I had pre eclampsia with my first baby. What if I get it again?

Midwives’ preventative approach to this metabolic disorder is through nutritional counseling and prenatal screening. Pre eclampsia is less prevalent in subsequent pregnancies but if you do become high risk, appropriate medical consultation or referral will be arranged. How do midwives handle emergencies? Midwives carry an array of equipment and supplies, such as: two medical oxygen tanks, Infant and adult resuscitation equipment, IV equipment, anti hemorrhagic medications, Delee mucous traps for suctioning the newborn and suturing equipment in case of tears.

This is my first baby.  Am I at risk for a homebirth? What if the baby won't fit through my pelvis?

Many first time mothers choose to have their babies in an out of hospital setting and are not considered at risk. True CPD (Cephalo Pelvic Disproportion) is very rare. No one can tell for sure if a baby can fit through the pelvis until there has been an adequate trial of labor. In the last weeks of pregnancy, a hormone called Relaxin will go to work, softening the joints and ligaments and make the pelvis roomier and Relaxin is released in greater amounts during labor by the laboring woman.

I had severe postpartum hemorrhage at my first delivery. How likely is it to happen again?

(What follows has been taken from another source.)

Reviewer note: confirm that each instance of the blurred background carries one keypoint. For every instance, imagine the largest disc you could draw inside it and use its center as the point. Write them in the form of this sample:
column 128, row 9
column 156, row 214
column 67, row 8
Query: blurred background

Midwives carry anti-hemorrhagic medication and medical oxygen, and are trained to handle emergencies. Prevention and vigilance are the midwives' approach. Postpartum hemorrhage can be prevented with diet rich in iron, fresh vegetables and adequate fluid intake. Many midwives carry herbs and homeopathic remedies for use in pregnancy, labor and delivery. Rushing the delivery of the placenta is another cause of postpartum hemorrhage, and midwives will patiently wait up to one hour for the placenta to deliver, granted there is no other obvious problem. In the hospital I can get an epidural.

What can you give me for pain in and out of hospital setting?

Midwives are very skilled in offering alternatives such as massage, showers, warm bath, aromatherapy, and homeopathy, to name a few. Studies have shown the benefits of having a known, trusted person at your side during labor. Our midwives will be with you from the first prenatal visit to your last postpartum, offering emotional support, minimizing fear, and help alleviate the intensity of labor. Education about the birth process and coping techniques, are taught prenatally.

What if I need an episiotomy or stitches?

Midwives are trained to perform an episiotomy if necessary, but prevention is their focus with warm compresses, perineal support and slow head delivery. Should there be tearing, they are skilled in suturing, carry appropriate equipment and local anesthetic for repairs.

Can my children be present at the birth?

Midwives encourage family-centered birth. Many families wish to have siblings involved in the prenatal care and plan to have them present for the birth. Others desire their children to be supervised close by and to be brought in immediately following the delivery. Education is a priority in midwifery care, and often a midwife can help facilitate preparation of siblings, offering videos and books, and recommendations for appropriate age involvement.

Can I eat and drink in labor?

We believe women need calories and electrolytes in order to have the energy labor requires. We recommend easily digested snacks that are appropriate for the phases of labor such as fruits, yogurt, herbal teas, miso soup, toasts and electrolyte drinks. It is a bad idea to start labor feeling tired, hungry and thirsty. According to Dr. Michel Odent’s research, explained in his book “Childbirth in the age of plastics”, the antidiuretic hormones work in synch with the chief labor hormone oxytocin, reason why women may not always feel thirsty in labor and why pushing IV fluids may be counter-productive to a normal labor.